I’ve been fighting a cold and a sore throat for a week so Mary wandered out into town in search of comidas for café de manha. She returned with bread, bananas, super-evaporated milk. We fixed some coffee and felt like royalty.
Mary did a little work (yay for Skype where it’s $0.02/minute to make international phone calls) and I read and relaxed. After one o’clock we strolled toward Centro Buzios in search of more comidas. The condo is one block from the praia (beach) where the women wear fio dental (a thong bikini, it literally translates to “dental floss”).
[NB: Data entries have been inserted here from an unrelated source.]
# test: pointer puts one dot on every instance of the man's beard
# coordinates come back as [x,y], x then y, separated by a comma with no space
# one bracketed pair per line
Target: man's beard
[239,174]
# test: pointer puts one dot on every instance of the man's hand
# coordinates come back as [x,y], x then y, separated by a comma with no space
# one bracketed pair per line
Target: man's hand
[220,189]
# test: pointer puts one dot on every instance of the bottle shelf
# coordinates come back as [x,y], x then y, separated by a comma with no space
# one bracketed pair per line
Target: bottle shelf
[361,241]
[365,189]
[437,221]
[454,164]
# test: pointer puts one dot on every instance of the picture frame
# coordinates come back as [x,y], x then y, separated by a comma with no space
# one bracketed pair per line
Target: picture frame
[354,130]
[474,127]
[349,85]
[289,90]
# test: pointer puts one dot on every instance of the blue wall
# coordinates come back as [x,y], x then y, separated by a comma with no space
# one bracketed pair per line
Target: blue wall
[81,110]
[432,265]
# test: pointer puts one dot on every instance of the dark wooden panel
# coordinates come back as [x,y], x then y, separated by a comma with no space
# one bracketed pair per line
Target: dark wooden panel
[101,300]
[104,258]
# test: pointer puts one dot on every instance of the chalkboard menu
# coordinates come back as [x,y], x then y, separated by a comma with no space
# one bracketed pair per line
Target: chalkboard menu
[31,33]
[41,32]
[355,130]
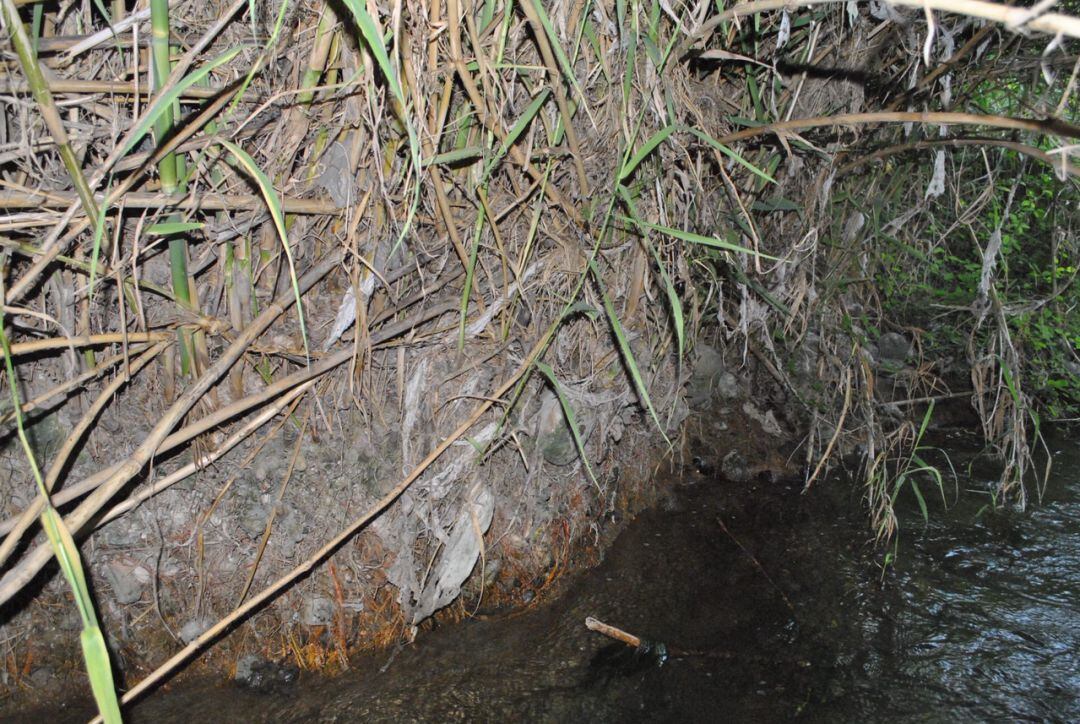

While walking the sidewalk that skirts the beach, we met Americans. On the way in was a young (30ish) couple from Colorado. The man was tall and gangly with crinkles around the eyes from squinting into the sun. His wife was lithe and pretty. She spoke with a Brazilian accent. It turned out that we may have heard her on the Rosetta Stone program we used to study Portuguese. Returning, we came across an older couple (70ish) form North Carolina. They made little effort to learn any phrases and were staying in a hotel run by some expatriate Brits.
We asked the young couple (she grew up in the area) to steer us toward a reasonably priced restaurante. Most of the restaurants have someone who speaks passable English but we try to use Portuguese as much as possible. They recommended Boom a Kilo gastronomica (the food is paid for by weight—salads are an exceptional value this way) on Rua Turibio de Farias. We ate a very satisfying meal that included feijoada—the national dish that is a stew of beans and meat. At $R30, it came to about $18US.
Depois almoça (after lunch) we shopped for a few groceries at a tiny “supermercado.” (have you ever been in a supermarket that did not carry eggs?) We pulled out our short shopping list that we had spent an hour translating English to Portuguese. Por exemplo, we needed to know that mel is honey and eggs are ovos. Our little walking tour took quatro horas.
As the sun set, the wind gusted and we watched an intense lightning storm behind the hills across the bay. We only saw the flashes. We were too far to hear the cannons in the rain.